Gartner made a few assumptions to come up with its spending forecast, including that the average selling price for firewalls will continue to grow by two to three percent until the end of 2018.

This is in part due to a thirst among “web-scale organisations”, as well as enterprise and service providers, for expensive, high capacity firewall equipment. After the end of 2018 though, all bets are off for firewall revenues.

As businesses move more computing infrastructure to the cloud, the likes of Amazon Web Services, Microsoft Azure and Google’s Cloud Platform are offering firewall features as part of the service, such as AWS’s Web Application Firewall.

Gartner however doesn’t expect public cloud adoption to meaningfully impact firewall spending until 2019 by which time it expects so-called “cloud access security brokers” or CASBs to be playing a bigger role in security.

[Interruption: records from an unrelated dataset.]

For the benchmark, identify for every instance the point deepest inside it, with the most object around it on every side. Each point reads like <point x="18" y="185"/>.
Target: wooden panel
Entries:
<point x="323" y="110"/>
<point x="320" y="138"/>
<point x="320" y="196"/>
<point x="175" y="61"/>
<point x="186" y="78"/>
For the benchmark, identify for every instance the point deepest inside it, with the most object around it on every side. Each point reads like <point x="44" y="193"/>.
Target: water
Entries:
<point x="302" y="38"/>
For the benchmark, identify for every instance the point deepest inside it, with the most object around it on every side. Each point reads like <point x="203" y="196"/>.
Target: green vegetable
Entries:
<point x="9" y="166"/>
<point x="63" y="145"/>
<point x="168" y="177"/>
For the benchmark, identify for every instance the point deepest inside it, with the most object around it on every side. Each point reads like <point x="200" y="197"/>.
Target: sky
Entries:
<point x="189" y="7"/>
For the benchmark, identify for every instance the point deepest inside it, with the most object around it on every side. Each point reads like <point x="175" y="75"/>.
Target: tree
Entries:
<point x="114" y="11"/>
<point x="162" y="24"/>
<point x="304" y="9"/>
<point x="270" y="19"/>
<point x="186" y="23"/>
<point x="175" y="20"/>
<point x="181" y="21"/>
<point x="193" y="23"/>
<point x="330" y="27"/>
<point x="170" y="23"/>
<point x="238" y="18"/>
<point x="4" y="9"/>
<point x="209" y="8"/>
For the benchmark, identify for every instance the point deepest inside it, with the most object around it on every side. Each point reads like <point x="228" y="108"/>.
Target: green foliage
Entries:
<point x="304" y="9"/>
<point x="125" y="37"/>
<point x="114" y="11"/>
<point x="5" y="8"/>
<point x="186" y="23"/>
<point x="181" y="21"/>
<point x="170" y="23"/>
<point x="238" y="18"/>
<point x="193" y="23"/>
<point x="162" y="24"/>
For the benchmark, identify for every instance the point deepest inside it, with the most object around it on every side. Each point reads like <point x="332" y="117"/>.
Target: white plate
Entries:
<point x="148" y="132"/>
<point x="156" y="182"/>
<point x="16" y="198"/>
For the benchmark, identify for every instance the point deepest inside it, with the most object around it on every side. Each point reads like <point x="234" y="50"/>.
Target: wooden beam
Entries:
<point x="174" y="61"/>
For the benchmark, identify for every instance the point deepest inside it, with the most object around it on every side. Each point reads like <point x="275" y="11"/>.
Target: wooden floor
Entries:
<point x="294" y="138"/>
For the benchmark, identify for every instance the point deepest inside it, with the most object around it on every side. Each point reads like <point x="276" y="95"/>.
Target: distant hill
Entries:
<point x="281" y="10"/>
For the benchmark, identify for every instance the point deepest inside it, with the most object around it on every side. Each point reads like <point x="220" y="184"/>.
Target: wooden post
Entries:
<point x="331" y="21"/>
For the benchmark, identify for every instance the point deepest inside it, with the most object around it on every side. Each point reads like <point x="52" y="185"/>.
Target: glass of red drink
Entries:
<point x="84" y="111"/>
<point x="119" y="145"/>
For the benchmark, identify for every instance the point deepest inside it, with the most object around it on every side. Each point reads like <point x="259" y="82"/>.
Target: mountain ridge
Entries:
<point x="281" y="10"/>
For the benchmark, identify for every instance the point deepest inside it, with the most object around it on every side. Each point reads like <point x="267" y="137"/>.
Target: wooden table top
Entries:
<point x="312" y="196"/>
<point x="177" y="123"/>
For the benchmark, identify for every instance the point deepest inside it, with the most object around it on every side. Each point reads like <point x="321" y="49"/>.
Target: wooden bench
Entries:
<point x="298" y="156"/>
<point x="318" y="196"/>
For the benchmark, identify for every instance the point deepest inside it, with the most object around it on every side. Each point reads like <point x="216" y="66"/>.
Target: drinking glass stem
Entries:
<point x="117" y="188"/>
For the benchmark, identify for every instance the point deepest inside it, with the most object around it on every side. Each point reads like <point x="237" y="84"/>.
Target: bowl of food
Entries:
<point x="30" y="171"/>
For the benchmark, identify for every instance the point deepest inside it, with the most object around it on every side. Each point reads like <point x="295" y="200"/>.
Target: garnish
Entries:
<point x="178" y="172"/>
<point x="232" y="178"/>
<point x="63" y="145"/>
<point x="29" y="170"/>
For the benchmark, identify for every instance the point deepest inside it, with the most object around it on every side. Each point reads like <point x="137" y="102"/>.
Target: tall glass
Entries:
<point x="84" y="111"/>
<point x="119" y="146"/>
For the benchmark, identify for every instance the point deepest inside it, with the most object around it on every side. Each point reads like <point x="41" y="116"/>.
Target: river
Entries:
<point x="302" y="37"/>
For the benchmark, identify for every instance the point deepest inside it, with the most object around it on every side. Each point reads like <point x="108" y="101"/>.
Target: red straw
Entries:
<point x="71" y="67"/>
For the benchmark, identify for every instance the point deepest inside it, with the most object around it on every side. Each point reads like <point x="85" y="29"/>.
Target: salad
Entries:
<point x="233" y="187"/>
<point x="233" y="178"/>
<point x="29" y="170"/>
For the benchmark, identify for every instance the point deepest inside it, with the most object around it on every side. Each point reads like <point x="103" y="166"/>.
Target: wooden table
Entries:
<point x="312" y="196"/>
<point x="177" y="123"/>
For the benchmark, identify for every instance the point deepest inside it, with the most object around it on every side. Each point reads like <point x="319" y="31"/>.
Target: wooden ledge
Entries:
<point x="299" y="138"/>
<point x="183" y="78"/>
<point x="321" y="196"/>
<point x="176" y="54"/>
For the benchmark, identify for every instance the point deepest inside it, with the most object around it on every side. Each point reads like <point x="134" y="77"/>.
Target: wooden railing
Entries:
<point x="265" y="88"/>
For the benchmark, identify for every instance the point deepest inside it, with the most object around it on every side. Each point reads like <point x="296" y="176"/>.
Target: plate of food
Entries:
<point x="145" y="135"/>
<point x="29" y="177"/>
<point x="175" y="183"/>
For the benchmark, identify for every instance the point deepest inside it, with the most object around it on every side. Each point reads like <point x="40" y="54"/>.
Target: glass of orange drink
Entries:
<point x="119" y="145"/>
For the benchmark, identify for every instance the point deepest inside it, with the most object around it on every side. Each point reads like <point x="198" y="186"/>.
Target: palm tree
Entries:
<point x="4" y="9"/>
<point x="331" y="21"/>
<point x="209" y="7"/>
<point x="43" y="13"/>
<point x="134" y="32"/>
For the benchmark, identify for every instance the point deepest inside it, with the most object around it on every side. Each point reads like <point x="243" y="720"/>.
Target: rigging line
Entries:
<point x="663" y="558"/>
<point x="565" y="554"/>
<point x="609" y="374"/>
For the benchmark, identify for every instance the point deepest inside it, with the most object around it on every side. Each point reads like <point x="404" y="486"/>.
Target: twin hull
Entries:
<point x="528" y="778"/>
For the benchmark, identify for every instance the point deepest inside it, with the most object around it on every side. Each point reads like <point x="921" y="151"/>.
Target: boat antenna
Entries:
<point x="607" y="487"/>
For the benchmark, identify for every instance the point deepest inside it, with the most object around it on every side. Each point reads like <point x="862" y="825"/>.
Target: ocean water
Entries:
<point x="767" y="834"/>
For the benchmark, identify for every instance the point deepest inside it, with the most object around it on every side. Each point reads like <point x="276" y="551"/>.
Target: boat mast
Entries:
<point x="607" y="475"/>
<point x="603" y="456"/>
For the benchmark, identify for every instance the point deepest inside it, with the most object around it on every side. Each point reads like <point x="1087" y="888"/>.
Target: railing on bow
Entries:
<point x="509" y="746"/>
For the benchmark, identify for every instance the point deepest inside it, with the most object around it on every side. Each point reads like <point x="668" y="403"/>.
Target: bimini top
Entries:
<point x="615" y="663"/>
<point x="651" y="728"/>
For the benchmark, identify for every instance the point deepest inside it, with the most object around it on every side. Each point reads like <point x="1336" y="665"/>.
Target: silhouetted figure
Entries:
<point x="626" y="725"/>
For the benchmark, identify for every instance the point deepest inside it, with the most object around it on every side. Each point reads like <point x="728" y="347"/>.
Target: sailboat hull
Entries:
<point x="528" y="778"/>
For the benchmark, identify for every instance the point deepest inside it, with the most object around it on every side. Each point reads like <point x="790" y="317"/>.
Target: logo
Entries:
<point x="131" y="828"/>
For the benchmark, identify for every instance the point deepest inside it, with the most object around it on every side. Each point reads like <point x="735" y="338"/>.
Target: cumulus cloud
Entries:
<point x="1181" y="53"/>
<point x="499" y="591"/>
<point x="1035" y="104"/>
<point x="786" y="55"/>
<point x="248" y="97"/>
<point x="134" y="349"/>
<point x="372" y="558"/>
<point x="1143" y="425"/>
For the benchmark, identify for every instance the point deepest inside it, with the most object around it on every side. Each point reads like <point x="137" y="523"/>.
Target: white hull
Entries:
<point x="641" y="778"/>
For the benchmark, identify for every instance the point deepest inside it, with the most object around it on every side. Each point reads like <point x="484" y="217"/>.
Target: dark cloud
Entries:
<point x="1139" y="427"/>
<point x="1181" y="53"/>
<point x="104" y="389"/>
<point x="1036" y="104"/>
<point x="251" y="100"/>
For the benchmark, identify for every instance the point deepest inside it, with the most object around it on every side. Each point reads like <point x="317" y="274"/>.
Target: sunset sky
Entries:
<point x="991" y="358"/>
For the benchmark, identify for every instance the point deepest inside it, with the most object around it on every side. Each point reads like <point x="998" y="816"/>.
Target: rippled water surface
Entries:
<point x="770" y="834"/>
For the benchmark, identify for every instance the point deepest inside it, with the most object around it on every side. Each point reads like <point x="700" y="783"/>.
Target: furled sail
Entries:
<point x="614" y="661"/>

Microsoft last year acquired one of a handful of CASBs, called Adallom, which it’s now offering as Microsoft Cloud App Security. CASB broadly offers a means of controlling ‘shadow IT’ in the enterprise or the phenomenon of employees bringing their own cloud apps to work. The technology offers enterprise a way of managing these apps via policy settings.

Gartner expects that the CASB approach to cloud apps will be expanded to include infrastructure and platform services delivered via the cloud.

This will impact spending on firewall products, however Gartner reckons it will be several years before this takes effect.

The firm notes: “While software as a service (SaaS) adoption is growing, the effect on firewall spending will be limited for the next three years. SaaS is the first choice for only 16 percent of CIOs surveyed by Gartner in 2015. Transitions also take time, during which vendors of cloud access security brokers (CASBs) will not only continue to evolve to cover more than just SaaS, but also perform similar roles for infrastructure as a service (IaaS) and platform as a service (PaaS). In addition, firewall vendors will also have to deal with one of their main challenges for the next few years: decrypting Secure Sockets Layer (SSL) at scale.”

Gartner also sees significant growth in spending on technologies to prevent data leakage (DLP). Today around half of all businesses have DLP platform installed, but expects that to rise to 90 percent by 2018.